Além disso, é possível que alguém queira interpretar a obra de 1768 (“Acerca do
primeiro fundamento da diferença das regiões do espaço”) como uma obra que marca a
passagem para o criticismo, uma vez que ela resgata a discussão sobre o espaço no
contexto da problemática entre Leibniz e Newton (“Monadologia Física” – 1756), além
de apontar a possível subjetividade do espaço – de modo mitigado.
Com isso, pode-se dizer que o campo de interpretações da filosofia kantiana é
vasto, mas não se pode perder de vista o amadurecimento do pensamento de Kant, além
de considerar que os escritos pré-críticos possuem sua importância. Por outro lado,
traçar um marco de ruptura entre uma filosofia e outra, serve, em alguns aspectos, para
melhor entender a intenção do filósofo e buscar, ao menos, traçar a linha de pensamento
deste, a fim de compreender todo o contexto e ampliação de sua filosofia.
Por fim, a busca pela interpretação dos Sonhos de um visionário dentro do
contexto da filosofia crítica de Kant conduz a outras interpretações e aproximações. Há
também possíveis aproximações entre os Sonhos e a Crítica da razão pura (Dialética
Transcendental), isso no contexto da ilusão de conhecer o mundo suprassensível.

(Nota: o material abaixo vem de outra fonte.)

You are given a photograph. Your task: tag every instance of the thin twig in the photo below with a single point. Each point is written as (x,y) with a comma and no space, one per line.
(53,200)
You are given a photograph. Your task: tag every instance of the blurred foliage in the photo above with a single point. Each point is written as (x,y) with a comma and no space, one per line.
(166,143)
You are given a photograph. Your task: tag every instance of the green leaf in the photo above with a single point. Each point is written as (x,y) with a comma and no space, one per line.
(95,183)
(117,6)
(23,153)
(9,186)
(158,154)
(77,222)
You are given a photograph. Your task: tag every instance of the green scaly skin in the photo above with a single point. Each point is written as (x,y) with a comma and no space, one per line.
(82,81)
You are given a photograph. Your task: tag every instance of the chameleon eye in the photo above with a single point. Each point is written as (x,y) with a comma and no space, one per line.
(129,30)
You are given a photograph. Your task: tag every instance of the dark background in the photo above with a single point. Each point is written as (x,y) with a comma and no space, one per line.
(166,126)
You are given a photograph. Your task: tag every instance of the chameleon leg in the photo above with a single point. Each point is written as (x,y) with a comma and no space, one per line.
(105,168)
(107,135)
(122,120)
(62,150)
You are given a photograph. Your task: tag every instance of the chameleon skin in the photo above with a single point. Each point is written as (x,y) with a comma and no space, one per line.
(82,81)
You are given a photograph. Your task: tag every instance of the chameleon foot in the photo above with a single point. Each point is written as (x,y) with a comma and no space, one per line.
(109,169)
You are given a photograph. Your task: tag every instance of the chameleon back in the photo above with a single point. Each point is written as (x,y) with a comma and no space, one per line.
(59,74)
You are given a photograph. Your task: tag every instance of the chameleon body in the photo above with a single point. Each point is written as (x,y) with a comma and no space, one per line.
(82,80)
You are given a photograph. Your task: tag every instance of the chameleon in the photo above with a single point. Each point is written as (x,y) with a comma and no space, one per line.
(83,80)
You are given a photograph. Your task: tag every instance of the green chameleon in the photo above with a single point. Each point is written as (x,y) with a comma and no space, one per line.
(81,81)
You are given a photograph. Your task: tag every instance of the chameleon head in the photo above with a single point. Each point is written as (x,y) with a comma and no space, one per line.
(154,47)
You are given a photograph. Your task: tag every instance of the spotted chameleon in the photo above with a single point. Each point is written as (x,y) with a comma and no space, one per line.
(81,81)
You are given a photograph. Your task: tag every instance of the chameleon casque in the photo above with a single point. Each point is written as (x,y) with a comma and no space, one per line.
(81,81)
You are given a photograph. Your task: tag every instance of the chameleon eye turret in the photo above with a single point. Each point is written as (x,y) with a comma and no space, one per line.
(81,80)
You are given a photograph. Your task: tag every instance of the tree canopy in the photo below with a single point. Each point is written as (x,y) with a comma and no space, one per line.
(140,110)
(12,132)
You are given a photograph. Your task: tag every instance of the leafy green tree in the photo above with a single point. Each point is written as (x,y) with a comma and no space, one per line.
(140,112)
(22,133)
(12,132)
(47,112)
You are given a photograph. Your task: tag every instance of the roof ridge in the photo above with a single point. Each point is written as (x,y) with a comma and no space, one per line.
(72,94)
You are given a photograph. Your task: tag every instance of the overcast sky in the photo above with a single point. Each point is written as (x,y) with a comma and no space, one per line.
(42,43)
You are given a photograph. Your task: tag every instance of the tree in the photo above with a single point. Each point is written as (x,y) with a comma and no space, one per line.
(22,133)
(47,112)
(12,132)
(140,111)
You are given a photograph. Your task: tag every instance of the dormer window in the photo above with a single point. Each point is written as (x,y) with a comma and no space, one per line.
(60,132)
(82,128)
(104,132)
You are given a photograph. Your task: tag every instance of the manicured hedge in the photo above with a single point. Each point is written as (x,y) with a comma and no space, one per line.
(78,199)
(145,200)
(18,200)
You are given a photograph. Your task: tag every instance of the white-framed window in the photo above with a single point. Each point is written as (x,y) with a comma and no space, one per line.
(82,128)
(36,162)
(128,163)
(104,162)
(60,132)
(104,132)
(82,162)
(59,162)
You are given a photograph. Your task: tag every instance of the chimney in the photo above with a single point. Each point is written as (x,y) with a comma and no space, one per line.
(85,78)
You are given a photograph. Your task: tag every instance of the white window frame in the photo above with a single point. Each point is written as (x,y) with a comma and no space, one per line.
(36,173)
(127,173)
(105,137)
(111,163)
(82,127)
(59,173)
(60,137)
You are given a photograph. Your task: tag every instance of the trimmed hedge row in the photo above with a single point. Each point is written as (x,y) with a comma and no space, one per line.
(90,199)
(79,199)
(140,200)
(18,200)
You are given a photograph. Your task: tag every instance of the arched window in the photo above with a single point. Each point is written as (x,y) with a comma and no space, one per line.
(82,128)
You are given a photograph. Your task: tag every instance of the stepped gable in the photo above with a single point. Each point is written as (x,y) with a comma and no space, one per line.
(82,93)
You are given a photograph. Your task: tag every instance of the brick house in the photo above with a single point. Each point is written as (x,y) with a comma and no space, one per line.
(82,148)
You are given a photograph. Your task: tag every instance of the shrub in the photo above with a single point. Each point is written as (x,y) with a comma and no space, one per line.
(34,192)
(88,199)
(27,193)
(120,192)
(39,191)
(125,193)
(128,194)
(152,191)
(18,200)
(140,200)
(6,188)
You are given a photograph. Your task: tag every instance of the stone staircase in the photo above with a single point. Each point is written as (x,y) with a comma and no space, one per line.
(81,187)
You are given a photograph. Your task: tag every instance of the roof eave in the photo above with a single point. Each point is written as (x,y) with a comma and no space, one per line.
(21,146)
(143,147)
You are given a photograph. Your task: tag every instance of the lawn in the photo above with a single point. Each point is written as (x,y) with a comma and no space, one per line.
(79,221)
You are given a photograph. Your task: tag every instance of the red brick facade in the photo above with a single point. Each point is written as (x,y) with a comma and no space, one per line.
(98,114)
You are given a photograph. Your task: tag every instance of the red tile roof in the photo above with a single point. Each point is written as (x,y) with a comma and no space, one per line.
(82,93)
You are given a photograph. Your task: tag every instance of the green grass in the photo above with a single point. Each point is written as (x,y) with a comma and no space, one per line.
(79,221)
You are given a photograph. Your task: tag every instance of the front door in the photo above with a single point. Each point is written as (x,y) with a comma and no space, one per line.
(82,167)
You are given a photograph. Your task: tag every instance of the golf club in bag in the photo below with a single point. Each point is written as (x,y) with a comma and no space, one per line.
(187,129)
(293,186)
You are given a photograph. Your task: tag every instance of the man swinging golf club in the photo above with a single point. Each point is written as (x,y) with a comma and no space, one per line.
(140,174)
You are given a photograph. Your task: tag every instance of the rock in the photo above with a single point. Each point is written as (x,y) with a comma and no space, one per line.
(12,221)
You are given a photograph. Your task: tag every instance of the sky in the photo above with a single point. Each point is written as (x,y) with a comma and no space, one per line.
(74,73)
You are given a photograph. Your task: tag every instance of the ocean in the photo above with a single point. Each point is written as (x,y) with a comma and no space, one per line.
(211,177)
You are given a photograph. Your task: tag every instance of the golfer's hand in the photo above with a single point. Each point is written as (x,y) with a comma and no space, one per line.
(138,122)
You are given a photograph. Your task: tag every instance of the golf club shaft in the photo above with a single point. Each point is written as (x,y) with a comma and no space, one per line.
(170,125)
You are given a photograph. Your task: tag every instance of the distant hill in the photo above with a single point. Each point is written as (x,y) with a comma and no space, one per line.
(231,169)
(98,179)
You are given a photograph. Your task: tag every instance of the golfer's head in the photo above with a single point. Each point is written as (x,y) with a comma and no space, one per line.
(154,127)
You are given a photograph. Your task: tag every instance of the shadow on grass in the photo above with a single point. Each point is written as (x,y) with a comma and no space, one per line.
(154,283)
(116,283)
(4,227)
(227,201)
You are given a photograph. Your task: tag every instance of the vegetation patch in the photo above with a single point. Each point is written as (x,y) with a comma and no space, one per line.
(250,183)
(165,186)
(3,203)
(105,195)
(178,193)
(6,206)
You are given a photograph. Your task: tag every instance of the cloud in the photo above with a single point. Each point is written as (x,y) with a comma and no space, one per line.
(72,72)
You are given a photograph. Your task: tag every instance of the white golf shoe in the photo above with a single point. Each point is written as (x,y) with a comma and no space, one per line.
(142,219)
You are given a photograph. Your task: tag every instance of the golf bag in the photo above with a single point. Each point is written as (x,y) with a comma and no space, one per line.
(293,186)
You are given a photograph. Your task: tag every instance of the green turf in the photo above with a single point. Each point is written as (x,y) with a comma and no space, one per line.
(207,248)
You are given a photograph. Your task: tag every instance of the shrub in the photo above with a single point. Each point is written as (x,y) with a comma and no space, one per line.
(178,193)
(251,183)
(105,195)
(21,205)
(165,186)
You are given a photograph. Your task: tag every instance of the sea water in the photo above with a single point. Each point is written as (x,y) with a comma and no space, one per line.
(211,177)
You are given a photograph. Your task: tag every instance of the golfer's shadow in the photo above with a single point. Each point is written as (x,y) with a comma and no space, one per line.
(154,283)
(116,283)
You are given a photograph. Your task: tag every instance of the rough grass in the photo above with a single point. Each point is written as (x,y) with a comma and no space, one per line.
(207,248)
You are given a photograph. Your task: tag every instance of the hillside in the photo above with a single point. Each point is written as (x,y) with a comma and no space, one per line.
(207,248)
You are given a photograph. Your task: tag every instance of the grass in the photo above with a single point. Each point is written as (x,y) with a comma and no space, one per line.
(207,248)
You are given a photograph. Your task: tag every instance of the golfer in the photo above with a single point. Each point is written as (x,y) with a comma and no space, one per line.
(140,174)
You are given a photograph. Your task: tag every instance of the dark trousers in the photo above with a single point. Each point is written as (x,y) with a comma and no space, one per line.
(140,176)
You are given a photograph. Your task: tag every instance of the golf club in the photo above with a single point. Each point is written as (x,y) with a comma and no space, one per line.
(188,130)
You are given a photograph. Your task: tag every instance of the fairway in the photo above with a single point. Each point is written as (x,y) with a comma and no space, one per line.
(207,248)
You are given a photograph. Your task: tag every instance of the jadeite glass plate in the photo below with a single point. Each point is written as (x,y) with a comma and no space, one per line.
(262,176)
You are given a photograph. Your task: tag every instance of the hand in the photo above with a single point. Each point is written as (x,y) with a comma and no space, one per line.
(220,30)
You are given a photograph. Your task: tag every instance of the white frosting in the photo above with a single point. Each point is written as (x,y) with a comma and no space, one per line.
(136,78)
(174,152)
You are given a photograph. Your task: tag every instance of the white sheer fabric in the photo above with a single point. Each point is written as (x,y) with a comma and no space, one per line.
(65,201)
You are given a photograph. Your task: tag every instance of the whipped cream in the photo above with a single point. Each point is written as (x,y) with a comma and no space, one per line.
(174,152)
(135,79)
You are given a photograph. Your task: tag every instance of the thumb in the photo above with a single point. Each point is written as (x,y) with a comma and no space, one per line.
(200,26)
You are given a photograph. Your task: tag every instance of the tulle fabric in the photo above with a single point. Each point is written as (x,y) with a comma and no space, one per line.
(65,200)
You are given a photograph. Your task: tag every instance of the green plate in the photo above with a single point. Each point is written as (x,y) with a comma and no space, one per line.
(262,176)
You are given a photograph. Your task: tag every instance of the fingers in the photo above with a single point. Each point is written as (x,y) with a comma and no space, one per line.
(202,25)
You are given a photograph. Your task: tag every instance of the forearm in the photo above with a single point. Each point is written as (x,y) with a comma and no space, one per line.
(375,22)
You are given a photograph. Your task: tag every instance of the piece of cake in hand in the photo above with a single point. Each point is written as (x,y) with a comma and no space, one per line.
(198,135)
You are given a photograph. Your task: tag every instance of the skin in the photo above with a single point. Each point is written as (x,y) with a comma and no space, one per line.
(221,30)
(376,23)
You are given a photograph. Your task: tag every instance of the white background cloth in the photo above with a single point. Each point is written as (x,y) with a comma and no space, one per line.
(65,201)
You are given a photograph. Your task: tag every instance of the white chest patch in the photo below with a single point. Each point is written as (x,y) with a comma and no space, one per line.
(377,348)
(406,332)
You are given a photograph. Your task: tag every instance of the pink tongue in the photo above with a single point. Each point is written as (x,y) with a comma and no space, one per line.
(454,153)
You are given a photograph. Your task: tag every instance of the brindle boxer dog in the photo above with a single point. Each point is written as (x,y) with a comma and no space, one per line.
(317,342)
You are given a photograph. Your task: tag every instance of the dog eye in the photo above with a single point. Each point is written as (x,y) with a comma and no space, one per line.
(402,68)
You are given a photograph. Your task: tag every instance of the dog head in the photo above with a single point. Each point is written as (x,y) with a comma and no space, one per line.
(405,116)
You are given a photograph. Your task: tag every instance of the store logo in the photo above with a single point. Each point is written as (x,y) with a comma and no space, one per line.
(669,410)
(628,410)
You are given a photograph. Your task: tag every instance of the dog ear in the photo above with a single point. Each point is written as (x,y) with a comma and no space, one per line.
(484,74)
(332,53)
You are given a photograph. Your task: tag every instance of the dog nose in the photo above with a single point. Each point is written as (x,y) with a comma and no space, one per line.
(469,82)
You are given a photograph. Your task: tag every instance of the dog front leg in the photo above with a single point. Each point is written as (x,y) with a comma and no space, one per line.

Tal
tentativa de aproximação abre as portas para uma pesquisa que fundamente a Dialética
Transcendental como uma ampliação da obra de 1766 (algo que pode ser compartilhado
com Jaume Pons [1982, p. 44]), passando ainda pela quinta parte da “Dissertação de
1770”, a qual também faz referência à Dialética Transcendental. Ou seja, existem
relações entre essas obras, existem pontos em comum entre os argumentos em
diferentes etapas do amadurecimento da filosofia kantiana.